At suggestion of vtune added prec-div- prec-sqrt- to standard-semantics qxavx2 and got significant speedup. Didn't find any documentation on this.
Sorry Tim, I'm not sure what you're asking.
If you're asking "Does the /standard-semantics switch imply /Qprec-div" the answer is "No".
If you're asking "Does /Qprec-div- improve speed?" the answer is "Yes, it could", and yes, that is mentioned in the documentation; I copied the section from the 16.0 documentation below.
If you're asking something else, well, you'll have to ask it again. Or I need more coffee this morning.
This option improves precision of floating-point divides. It has a slight impact on speed.
With some optimizations, such as -msse2 (Linux* OS) or /arch:SSE2 (Windows* OS), the compiler may change floating-point division computations into multiplication by the reciprocal of the denominator. For example, A/B is computed as A * (1/B) to improve the speed of the computation.
However, sometimes the value produced by this transformation is not as accurate as full IEEE division. When it is important to have fully precise IEEE division, use this option to disable the floating-point division-to-multiplication optimization. The result is more accurate, with some loss of performance.
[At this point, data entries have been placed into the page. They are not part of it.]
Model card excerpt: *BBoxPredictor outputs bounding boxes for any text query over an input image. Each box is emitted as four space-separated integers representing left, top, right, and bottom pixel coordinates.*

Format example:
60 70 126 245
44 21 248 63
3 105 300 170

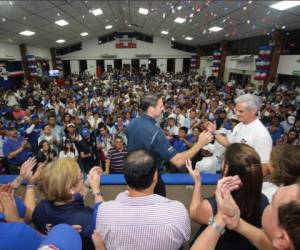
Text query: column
219 40 228 79
263 30 284 88
19 43 31 81
50 48 56 69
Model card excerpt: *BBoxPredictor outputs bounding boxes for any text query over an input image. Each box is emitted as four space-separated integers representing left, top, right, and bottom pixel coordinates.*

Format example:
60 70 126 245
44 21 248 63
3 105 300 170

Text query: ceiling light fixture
184 36 194 41
270 1 300 10
208 26 223 32
174 17 185 23
91 8 103 16
139 8 149 15
55 19 69 26
56 39 66 43
19 30 35 36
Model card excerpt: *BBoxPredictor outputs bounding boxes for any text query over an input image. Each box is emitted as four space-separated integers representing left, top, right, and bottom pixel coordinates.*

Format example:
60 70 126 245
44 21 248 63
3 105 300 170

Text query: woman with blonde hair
32 158 103 249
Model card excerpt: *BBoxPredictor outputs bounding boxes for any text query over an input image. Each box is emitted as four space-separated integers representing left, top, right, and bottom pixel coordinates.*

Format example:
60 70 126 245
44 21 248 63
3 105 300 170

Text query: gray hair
234 94 261 111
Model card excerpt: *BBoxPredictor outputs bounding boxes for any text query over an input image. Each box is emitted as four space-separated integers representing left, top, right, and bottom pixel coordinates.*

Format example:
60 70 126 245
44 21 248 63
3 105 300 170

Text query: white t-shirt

If you specify -no-prec-div (Linux* OS and OS X*) or /Qprec-div- (Windows* OS), it enables optimizations that give slightly less precise results than full IEEE division.
I agree that the documentation appears to imply that standard-semantics and prec-div should work independently.
I tried to make a more complete original post but was dumped 3 times. Vtune reported a divide stall rate of 0.29 under standard-semantics and suggested I unset prec-div. With prec-div- prec-sqrt- it reports 0.20 along with 3% overall speedup even though little time is spent in vectorized loops with divide and sqrt (due to vectorization correctly suppressed by "seems inefficient " elsewhere).
The application has several cases of pre-inversion written in source code to avoid repeated divides. Some of those stop ifort from optimizing loop nesting. It has an "illegal " mixture of single and double precision and was always built with 4R8 so it seems that full accuracy is not a concern.
I don't consider it illogical if standard-semantics sets prec-div prec-sqrt, but it is a surprise if not documented. I was surprised also to see it make so much difference on haswell.
Gfortran might optimize with inversion under -O -ffast-math or -freciprocal-math but I don't think any compiler other than Intel makes this a default.